I’ve been using this node recently to produce graphs and particularly scatter plots. I’ve been using the scatter plots to graph the Actual values in a data set against the Predicted values that was generated by ODMr. In this scenario I had a separate data set for training my ODM data mining models and another testing data set for, well testing how well the model performed against an unseen data set.

In general the graphs produced by the Graph node look good and gives you the information that you need. But what I found was that as you increased the size of the data set, the scatter plot can look a messy. This was in part due to the size of the square used to represent a data point. As the volume of data increased then your scatter plot could just look like a coloured in area of blue squares. This is illustrated in the following image.

Graph node 1

What I discovered today is that you can zoom in on this graph to explore different regions and data point on it.
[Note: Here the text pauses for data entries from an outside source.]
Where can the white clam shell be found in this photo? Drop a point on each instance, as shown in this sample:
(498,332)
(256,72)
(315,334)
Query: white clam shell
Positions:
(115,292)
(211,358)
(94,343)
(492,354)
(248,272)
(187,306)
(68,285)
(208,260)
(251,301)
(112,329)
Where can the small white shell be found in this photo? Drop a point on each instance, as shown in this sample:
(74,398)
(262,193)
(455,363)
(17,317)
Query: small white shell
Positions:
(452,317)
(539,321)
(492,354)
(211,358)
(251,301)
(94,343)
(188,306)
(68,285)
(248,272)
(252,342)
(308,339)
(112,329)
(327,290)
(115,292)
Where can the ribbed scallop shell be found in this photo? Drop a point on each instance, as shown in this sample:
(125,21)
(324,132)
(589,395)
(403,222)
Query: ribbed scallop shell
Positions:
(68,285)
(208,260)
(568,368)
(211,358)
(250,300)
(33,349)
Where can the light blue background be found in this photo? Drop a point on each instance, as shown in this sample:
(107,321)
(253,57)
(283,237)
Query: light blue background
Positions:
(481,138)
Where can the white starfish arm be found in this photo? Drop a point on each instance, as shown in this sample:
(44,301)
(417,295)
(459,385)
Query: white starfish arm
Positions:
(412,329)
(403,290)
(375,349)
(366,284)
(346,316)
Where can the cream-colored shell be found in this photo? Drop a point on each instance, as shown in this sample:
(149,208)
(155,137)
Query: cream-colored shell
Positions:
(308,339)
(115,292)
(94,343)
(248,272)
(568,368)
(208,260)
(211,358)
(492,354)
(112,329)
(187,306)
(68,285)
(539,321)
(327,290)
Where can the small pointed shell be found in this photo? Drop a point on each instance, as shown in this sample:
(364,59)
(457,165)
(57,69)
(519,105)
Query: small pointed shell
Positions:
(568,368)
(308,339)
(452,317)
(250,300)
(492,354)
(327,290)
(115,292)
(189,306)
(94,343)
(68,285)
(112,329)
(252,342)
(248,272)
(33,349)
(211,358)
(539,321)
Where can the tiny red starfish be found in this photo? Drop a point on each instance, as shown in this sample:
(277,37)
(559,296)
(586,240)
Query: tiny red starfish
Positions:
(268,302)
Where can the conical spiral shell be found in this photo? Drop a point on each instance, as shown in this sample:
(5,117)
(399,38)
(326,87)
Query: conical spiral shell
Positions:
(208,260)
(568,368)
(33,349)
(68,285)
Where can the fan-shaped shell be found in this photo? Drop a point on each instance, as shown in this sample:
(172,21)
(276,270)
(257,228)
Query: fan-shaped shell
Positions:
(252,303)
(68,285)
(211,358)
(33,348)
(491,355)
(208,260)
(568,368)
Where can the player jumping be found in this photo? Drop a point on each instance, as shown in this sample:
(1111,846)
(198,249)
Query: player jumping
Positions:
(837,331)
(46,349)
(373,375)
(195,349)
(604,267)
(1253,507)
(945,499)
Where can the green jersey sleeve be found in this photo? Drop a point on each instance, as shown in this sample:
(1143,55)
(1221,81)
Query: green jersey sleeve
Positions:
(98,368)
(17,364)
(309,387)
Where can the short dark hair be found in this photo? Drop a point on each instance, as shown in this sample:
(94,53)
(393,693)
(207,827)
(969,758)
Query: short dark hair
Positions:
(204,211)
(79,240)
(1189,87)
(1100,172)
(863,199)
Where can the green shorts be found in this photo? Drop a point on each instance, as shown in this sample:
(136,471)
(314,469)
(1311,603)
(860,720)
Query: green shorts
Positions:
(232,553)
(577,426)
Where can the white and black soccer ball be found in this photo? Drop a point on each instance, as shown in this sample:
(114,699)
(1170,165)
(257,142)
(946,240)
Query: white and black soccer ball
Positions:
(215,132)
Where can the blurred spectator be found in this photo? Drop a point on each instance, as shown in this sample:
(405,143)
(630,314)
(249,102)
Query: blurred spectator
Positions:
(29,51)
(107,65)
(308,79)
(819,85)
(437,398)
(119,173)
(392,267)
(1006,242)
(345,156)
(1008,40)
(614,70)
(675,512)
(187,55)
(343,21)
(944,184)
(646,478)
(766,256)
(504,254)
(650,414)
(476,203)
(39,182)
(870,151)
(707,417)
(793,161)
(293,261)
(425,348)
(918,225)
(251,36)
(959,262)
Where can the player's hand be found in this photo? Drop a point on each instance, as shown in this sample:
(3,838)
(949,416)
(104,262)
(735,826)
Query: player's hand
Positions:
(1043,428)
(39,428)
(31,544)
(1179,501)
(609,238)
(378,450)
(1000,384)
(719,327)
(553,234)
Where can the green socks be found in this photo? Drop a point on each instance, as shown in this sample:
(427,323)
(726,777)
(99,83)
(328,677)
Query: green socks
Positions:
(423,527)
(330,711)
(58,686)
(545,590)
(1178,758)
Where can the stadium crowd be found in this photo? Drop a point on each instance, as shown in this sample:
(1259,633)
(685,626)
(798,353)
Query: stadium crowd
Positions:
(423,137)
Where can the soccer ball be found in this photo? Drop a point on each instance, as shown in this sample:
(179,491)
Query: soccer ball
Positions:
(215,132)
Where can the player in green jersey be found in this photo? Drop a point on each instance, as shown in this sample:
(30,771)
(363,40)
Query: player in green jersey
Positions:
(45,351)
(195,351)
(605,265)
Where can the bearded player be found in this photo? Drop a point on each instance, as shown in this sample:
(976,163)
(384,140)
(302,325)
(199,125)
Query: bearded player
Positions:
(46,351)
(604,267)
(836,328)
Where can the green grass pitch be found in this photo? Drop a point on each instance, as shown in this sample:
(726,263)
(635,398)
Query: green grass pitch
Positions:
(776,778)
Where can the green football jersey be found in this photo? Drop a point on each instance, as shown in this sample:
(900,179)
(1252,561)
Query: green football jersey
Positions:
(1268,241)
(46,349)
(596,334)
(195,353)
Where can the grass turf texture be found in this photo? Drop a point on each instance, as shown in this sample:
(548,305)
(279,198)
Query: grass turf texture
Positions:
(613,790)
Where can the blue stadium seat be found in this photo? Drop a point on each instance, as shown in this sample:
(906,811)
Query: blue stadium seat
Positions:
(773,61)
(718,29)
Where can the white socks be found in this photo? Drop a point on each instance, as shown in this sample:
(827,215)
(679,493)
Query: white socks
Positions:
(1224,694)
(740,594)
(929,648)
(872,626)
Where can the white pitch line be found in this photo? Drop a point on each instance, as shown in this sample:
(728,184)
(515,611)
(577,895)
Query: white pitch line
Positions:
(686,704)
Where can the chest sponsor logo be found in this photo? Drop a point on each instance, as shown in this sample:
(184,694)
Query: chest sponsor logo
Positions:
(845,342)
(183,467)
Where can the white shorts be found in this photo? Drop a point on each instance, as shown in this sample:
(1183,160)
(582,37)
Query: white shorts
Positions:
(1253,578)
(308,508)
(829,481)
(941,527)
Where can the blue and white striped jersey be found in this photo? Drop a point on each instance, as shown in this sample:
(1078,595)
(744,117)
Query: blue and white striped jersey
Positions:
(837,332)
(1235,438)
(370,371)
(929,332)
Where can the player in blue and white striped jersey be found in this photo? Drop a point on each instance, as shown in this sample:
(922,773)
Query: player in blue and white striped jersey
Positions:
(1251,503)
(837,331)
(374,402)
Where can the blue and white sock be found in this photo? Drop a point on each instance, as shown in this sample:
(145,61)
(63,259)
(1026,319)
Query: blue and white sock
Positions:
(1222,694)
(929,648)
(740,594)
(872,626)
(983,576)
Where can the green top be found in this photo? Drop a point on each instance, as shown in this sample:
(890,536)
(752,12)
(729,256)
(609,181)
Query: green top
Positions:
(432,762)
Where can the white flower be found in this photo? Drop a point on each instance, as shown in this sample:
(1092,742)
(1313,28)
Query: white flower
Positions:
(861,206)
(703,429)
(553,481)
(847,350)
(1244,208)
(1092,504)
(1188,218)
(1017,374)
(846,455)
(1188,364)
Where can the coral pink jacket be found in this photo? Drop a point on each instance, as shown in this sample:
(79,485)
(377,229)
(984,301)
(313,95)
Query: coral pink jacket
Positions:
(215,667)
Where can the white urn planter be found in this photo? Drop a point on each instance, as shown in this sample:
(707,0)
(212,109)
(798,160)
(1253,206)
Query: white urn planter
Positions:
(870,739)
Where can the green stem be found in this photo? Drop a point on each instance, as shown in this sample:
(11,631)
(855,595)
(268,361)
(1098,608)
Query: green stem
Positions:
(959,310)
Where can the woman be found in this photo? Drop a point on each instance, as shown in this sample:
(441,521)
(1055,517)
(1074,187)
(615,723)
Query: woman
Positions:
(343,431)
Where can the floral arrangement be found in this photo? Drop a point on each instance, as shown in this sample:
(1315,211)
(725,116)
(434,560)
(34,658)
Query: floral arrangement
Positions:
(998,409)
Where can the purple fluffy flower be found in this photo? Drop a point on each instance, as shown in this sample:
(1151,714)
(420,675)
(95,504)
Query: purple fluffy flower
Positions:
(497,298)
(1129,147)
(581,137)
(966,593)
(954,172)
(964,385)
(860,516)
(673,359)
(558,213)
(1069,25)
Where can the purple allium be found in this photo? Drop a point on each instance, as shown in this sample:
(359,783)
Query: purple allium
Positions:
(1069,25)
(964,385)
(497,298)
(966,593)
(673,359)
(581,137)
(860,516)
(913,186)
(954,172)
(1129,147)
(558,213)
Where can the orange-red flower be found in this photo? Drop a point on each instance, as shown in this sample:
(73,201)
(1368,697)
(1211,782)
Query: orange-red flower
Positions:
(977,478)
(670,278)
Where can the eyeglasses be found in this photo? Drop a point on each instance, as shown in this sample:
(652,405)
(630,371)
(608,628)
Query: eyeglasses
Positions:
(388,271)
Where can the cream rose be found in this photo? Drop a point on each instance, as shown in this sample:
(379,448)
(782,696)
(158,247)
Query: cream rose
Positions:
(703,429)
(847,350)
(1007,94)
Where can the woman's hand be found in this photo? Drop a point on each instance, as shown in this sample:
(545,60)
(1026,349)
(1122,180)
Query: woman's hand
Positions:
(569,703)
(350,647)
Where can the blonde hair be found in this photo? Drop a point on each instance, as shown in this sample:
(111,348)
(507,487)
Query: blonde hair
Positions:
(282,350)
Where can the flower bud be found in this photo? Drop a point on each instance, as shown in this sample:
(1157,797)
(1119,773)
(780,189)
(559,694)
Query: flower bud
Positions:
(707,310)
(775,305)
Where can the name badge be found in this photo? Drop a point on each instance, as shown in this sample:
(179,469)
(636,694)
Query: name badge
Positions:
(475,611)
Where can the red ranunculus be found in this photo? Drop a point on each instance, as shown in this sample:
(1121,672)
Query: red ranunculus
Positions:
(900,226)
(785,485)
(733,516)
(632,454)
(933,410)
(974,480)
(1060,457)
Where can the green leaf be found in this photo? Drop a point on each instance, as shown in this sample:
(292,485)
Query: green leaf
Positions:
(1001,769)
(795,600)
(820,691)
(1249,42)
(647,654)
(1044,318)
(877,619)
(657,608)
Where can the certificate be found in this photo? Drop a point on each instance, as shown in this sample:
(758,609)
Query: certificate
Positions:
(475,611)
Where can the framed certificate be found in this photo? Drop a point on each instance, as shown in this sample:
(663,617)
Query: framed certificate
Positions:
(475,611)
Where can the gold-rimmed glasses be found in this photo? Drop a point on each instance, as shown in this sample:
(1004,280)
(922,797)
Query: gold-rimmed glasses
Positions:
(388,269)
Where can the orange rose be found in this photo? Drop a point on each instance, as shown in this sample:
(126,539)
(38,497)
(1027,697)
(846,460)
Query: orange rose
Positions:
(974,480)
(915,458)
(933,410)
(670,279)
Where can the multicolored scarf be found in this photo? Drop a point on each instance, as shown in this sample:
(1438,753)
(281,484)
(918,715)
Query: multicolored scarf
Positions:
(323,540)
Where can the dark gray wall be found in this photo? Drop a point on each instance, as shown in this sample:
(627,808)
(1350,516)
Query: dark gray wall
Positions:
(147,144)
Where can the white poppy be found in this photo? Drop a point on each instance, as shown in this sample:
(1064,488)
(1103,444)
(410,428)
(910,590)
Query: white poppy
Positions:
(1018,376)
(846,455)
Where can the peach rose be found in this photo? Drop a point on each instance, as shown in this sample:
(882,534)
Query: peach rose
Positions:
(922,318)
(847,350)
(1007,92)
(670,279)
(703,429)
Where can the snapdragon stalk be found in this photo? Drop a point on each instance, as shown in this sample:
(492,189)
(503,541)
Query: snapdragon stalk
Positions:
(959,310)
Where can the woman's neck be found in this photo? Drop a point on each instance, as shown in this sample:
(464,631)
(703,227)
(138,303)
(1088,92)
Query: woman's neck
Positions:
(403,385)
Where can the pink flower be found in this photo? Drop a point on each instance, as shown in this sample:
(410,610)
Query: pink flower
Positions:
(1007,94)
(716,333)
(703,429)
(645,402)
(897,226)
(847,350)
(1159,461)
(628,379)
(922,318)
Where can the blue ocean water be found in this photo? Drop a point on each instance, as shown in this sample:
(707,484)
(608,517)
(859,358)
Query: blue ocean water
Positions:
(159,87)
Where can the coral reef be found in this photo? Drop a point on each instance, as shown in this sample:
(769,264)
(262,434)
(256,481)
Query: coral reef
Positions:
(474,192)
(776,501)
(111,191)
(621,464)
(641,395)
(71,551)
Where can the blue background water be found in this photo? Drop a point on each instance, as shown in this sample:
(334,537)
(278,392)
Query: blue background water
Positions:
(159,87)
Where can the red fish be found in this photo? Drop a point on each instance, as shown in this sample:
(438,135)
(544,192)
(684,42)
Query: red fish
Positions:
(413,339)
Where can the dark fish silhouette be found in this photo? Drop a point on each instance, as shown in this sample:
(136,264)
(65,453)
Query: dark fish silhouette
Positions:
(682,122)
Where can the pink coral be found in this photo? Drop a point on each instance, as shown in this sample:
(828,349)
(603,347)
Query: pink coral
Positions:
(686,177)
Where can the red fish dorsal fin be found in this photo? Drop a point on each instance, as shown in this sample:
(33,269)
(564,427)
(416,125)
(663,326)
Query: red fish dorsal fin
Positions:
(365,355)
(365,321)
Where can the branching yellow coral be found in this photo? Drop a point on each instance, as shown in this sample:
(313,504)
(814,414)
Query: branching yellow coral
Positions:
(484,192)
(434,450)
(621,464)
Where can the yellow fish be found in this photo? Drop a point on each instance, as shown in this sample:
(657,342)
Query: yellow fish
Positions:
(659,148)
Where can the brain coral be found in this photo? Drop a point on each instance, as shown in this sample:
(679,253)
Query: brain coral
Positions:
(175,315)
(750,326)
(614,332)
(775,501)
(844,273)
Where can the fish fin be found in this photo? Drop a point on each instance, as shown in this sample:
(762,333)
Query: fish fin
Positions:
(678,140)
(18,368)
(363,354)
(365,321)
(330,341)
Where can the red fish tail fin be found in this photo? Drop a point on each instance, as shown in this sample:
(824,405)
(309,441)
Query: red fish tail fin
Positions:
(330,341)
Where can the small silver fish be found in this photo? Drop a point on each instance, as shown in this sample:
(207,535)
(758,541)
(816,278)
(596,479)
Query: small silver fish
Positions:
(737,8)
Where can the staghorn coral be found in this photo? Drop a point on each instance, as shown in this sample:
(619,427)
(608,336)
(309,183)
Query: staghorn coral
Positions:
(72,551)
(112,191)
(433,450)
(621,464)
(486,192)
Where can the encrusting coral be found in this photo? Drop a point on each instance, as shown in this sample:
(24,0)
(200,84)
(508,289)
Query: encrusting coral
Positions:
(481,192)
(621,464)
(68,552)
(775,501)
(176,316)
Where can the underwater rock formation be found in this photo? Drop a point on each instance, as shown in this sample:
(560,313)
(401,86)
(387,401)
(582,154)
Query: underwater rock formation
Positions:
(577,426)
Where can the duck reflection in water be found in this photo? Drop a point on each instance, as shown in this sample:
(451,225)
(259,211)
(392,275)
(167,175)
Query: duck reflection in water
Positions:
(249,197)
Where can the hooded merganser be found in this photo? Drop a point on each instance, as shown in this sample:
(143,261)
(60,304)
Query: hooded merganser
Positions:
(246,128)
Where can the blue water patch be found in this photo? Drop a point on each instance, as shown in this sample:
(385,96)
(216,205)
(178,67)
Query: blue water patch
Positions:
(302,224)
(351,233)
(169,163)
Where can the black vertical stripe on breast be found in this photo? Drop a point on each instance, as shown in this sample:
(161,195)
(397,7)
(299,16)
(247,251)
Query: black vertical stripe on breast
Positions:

This do this you need to select an data that is within the x-axis and y-axis area. When you do this you will see a box form on your graph that selects the area that you indicate by moving your mouse. After you have finished selecting the area, the Graph Node will zooms into this part of the graph and shows the data points. For example if I select the area from about 1000 on the x-axis and 1000 on the y-axis, I will get the following.

Graph node 2

Again if I select a similar are area of 350 on the x-axis and 400 on the y-axis I get the following zoomed area.

Graph node 3

You can keep zooming in on various areas.

At some point you will have finished zooming in and you will want to return to the original graph. To zoom back outward all you need to do in the graph is to click on it. When you do this you will go back to the previous step or image of the graph. You can keep doing this until you get back to the original graph. Alternatively you can zoom in and out on various parts of the graph.

Hopefully you will find this feature useful.